O arquiteto e paisagista Carlos Fernando de Moura Delphim.

Serra da Moda, na região metropolitana de Belo Horizonte

Um novo projeto de lei (PL) foi protocolado na Assembleia Legislativa de Minas Gerais (ALMG) com o objetivo de alterar os limites da unidade de conservação Monumento Natural Estadual da Serra da Moeda (Mona Moeda).Essa é terceira vez que deputados protocolam projetos de lei para alterar a área do Mona Moeda. A diminuição da unidade de conservação visa permitir a ampliação de projeto da mineradora Gerdau na região.

O arquiteto urbanista e paisagista lavrense Carlos Fernando de Moura Delphim escreveu um texto em defesa da Serra da Moeda. Com uma longa carreira no país e no exterior e vários livros publicados, ele foi contratado em 1977 para restaurar o Jardim Botânico do Rio de Janeiro, onde permaneceu até 1985. Foi também o pioneiro na defesa dos jardins históricos no Brasil, passando a tratá-los como bens culturais segundo as normas internacionais de preservação.

Serra da Moeda 

Terem-me tratado assim! Eu, a memória do passado (…) expulso com lixo!
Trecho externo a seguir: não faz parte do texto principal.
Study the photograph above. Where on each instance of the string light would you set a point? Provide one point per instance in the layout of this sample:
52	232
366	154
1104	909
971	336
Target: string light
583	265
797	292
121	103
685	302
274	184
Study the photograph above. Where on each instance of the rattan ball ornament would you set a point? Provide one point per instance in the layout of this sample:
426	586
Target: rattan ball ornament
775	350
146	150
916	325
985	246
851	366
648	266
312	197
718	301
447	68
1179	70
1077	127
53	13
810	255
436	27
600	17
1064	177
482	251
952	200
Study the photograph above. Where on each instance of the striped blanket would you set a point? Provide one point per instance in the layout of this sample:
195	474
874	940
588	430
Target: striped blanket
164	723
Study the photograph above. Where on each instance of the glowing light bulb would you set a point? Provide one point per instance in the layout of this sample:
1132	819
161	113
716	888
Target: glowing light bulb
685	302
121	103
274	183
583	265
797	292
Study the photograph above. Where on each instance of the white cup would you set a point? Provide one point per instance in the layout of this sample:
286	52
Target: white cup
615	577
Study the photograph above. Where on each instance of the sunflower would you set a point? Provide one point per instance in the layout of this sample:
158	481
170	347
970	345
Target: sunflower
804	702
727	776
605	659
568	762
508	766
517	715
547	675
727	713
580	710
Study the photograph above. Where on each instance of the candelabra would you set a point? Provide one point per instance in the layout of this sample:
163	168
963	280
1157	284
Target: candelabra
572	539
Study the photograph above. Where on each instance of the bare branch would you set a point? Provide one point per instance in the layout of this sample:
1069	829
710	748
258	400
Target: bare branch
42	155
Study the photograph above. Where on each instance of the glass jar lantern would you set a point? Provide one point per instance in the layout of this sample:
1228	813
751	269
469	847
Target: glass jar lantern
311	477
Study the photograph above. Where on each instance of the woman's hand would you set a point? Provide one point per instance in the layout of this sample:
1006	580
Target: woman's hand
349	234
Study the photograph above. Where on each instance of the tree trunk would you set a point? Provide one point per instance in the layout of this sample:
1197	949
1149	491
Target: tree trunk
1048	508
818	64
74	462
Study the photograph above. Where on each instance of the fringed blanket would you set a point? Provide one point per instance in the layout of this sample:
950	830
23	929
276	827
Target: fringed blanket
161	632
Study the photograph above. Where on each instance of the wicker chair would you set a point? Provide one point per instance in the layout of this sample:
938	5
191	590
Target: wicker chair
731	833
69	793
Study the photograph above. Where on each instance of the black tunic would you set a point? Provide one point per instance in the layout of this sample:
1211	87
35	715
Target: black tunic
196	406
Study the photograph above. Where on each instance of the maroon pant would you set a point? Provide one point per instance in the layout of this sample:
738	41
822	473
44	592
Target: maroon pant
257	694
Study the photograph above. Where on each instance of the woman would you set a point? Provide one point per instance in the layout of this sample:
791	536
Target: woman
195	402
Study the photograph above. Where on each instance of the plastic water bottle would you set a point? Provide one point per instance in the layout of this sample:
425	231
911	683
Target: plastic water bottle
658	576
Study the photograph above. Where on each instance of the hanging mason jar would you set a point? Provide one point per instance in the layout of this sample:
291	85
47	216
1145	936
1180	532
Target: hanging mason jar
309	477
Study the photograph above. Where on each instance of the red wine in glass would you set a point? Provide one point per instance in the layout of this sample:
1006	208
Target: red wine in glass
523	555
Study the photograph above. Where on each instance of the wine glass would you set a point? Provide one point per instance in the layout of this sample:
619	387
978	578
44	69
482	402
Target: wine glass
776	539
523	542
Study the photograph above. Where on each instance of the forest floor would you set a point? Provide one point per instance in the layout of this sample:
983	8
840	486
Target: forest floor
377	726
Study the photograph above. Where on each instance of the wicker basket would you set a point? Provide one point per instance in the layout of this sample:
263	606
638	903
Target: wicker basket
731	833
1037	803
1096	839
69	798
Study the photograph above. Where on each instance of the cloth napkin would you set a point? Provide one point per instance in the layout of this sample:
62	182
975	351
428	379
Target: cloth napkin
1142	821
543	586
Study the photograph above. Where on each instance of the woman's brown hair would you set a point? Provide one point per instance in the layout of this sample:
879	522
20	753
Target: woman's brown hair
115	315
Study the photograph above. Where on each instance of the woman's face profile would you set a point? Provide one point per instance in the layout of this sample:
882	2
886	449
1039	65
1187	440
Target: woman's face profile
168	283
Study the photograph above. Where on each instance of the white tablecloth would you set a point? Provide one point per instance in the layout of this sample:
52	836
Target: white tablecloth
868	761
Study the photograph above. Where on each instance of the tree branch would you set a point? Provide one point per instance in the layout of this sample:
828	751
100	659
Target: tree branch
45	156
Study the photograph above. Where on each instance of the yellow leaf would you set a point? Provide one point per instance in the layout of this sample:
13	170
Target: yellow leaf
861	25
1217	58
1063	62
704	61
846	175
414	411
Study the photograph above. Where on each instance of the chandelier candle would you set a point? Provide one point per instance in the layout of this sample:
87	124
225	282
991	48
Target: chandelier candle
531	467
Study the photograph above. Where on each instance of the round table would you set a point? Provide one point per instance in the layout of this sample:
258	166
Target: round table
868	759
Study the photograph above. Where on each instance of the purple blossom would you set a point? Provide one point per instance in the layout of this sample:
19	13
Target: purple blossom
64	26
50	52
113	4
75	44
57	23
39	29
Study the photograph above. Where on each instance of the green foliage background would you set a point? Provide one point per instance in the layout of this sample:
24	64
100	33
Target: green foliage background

O vento que respiro é fúria e ódio puro.

Ésquilo

Há meio século atrás, em um dos dias mais felizes de minha vida, fui passear em uma montanha vizinha do Retiro das Pedras em companhia de dois ou três colegas de arquitetura. Entre as suaves ondulações dos campos rupestres, atapetadas por um relvado de um luminoso verde- esmeralda, despontavam as flores mais fascinantes que eu jamais vira e nunca sonhara ver. Caminhávamos deslumbrados, como em um sonho. Súbito, nos deparamos com as ruinas de uma sólida fortificação, uma antiga fábrica clandestina de cunhagem de moedas, feita em pedras de grande volume, recobertas pela pátina dos séculos. Nunca ouvira falar de tal maravilha, que dera ao à Serra e ao pequeno povoado o nome de Moeda. Toda a natureza rupestre é um Paraíso, para as aves que a sobrevoam, para os peixes que nadam em suas águas cristalinas, para os insetos e todos os bichinhos e flores que a povoam e lhe dão vida e alegria.

Mapa do Sítio Arqueológico Histórico da ruinas da Fundição

 

Serras, Montanhas… 

Nossa paz permanecerá tão firme como as rochosas montanhas

William Shakespeare.

Serras, montanhas: são nossa ligação entre a terra e o céu, entre a Terra e o Céu. Mesmo sendo tão densas, volumosa e pesadas erguem-se, na tentativa de alçar-se às vastidões celestiais. Altas, altivas, verticais, nuas ou vestidas de densas ou vaporosas nuvens luminosas, cientes de que não podem se desligar da terra, buscam o místico enlace entre a fluida transcendência do céu e a crua densidade da terra.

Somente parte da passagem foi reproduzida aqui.